Doctoral students in Physics and Astronomy have the opportunity to make original and significant contributions to science within a department recognized globally for leading research. The PhD program appeals to students planning a career in academia, government labs, leadership roles, and industry. The programs connects students with state-of-the-art experimental and computational facilities both here and at collaborating institutions, and with world-renowned researchers in one of six focus areas: Astronomy and Astrophysics, Complexity, Environmental and Isotope Physics, Radiation Oncology Physics, Quantum Information and Quantum, Atomic, and Molecular Optics, and Space Physics. These focus areas lie within program specializations that students apply to: Physics, Astrophysics, Space Physics or Radiation Oncology Physics (including Medical Imaging/Medical Physics).
The PhD under Radiation Oncology Physics (ROP) is a Commission on Accreditation of Medical Physics Education Program (CAMPEP) accredited program. Students interested in this specialization typically have a MSc from a CAMPEP accredited program or closely related degree to be admitted. The PhD specializing in ROP is accredited by the Commission on Accreditation of Medical Physics Education Programs (CAMPEP) and provides didactic background, research experience and clinical training for a career in Radiation Oncology Physics. The majority of our graduates have gone on to residencies in Clinical Radiation Oncology Physics in Canada and beyond.
The department's per capita funding level is the highest within UCalgary's Faculty of Science. Admission is competitive, favouring students who demonstrate academic excellence and leadership.
Completing this program
Astronomy & Astrophysics: Research topics may include radio, optical, infrared and space astronomy, computational astrophysics, star formation, the interstellar medium, and general relativity.

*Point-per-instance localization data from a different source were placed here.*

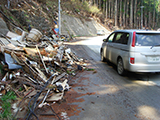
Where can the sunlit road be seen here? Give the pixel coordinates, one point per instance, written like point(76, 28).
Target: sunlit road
point(95, 43)
point(130, 97)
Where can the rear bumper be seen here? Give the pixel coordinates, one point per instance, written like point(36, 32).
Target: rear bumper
point(144, 68)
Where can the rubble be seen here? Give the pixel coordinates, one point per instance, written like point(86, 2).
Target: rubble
point(36, 67)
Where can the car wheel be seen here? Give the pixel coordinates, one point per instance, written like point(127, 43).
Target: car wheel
point(102, 57)
point(120, 67)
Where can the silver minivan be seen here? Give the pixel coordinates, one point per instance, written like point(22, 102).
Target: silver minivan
point(132, 50)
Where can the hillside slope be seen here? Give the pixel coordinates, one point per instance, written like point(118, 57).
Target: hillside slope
point(44, 18)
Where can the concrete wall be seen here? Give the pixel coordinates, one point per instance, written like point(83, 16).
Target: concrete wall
point(77, 27)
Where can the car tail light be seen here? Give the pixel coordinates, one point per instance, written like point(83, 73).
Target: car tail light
point(134, 39)
point(132, 60)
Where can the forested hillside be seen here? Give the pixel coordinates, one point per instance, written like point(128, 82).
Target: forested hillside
point(130, 13)
point(113, 14)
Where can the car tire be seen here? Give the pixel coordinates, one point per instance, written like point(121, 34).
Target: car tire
point(102, 56)
point(120, 67)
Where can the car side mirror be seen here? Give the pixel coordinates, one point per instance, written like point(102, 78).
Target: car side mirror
point(104, 40)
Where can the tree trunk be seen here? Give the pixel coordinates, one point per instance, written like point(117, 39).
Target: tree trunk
point(106, 10)
point(135, 16)
point(131, 14)
point(154, 15)
point(124, 14)
point(120, 16)
point(115, 13)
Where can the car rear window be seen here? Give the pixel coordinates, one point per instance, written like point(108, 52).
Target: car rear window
point(147, 39)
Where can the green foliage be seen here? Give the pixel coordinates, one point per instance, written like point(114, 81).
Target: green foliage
point(6, 104)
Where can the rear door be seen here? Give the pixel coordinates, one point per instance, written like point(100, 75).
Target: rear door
point(147, 48)
point(109, 45)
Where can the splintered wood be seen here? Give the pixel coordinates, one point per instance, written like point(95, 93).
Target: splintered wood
point(38, 61)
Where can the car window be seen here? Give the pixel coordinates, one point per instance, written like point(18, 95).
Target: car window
point(121, 38)
point(147, 39)
point(125, 37)
point(118, 38)
point(111, 38)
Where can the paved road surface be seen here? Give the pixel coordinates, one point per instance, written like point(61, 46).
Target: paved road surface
point(108, 96)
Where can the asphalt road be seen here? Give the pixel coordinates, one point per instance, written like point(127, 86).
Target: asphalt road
point(113, 97)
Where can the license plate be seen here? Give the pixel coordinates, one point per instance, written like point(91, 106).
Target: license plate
point(153, 59)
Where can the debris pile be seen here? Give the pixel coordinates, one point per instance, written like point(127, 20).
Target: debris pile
point(36, 66)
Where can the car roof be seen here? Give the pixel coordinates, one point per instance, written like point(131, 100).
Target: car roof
point(137, 31)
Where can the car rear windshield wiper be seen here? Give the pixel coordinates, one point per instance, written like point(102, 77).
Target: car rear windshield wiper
point(154, 46)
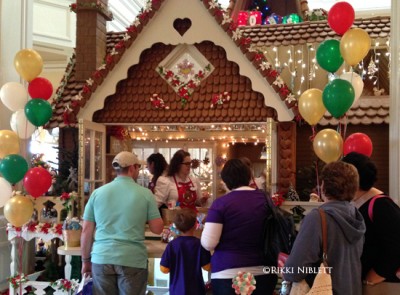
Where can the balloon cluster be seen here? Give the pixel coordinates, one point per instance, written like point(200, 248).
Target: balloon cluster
point(340, 93)
point(27, 115)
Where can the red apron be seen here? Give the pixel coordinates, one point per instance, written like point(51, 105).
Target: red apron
point(187, 194)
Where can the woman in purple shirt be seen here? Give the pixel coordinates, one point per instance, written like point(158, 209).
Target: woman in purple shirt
point(233, 230)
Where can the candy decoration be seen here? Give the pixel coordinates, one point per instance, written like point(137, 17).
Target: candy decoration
point(244, 283)
point(274, 19)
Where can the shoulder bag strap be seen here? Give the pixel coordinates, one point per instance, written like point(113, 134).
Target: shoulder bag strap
point(324, 236)
point(371, 206)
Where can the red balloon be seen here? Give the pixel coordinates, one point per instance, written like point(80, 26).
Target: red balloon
point(40, 88)
point(37, 181)
point(358, 142)
point(341, 17)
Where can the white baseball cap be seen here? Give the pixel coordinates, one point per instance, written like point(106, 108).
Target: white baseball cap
point(126, 159)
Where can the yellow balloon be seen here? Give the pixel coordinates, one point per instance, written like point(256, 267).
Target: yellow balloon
point(311, 107)
point(354, 46)
point(28, 63)
point(328, 145)
point(9, 143)
point(18, 210)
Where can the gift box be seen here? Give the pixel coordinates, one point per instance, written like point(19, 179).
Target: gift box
point(72, 237)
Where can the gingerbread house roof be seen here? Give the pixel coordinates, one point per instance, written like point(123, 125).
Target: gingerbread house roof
point(311, 32)
point(123, 86)
point(127, 80)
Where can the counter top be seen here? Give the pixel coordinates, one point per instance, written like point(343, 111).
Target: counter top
point(155, 249)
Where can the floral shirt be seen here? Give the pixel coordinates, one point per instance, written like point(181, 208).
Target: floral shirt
point(166, 189)
point(187, 195)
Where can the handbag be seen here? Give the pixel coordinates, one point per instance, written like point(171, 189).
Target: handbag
point(322, 284)
point(85, 286)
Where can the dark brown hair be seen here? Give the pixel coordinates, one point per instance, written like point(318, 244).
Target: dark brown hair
point(185, 219)
point(367, 170)
point(236, 174)
point(176, 161)
point(340, 181)
point(160, 165)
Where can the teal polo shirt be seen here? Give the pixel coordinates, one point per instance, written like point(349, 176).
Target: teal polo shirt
point(120, 210)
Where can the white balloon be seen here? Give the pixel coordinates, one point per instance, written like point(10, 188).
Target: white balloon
point(14, 96)
point(356, 81)
point(5, 191)
point(21, 125)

Isotope and Environmental Physics: Research topics may include nuclear decay processes, the effect of human activity on the environment, the development of analytical and instrumental techniques, isotope composition of trace gases and aerosols, source apportionment studies, and isotope fractionation.
Radiation Oncology Physics: Research topics may include intensity modulated and image guided radiation therapy, prostate brachytherapy, and stereotactic radiosurgery.
Space Physics: Research topics may include precipitation mechanisms, remote sensing magnetospheric dynamics, and the solar-terrestrial interaction.
Complexity: Research topics may include complex networks, self-organized criticality, statistical and computational physics, and non-linear dynamics.
Quantum Information and Quantum, Atomic, and Molecular Optics: Research topics may include the study of information, communication and computation using devices that are governed by quantum principle as well as the interaction between light and matter.
Candidacy: Students will prepare a thesis proposal as well as take an oral exam on background knowledge of the research topic and the student's proposal.
Thesis: Students will be required to submit and defend an original research thesis.
- Medical Physics
- Radiation Oncology Physics
- Space Physics
- Computational Neuroscience (interdisciplinary)
- Medical Imaging (interdisciplinary)
Researcher, technician, radiation oncology, medical or clinical physicist, professor, instructor, data science/mining, communications, journalism, entrepreneur, environmental, financial, strategic management and/or IT consultant, quantitative analyst, risk assessment, insurance, bioinformatics.
A PhD in physics and astronomy is usually considered a final degree; in some cases, students may pursue postdoctoral work.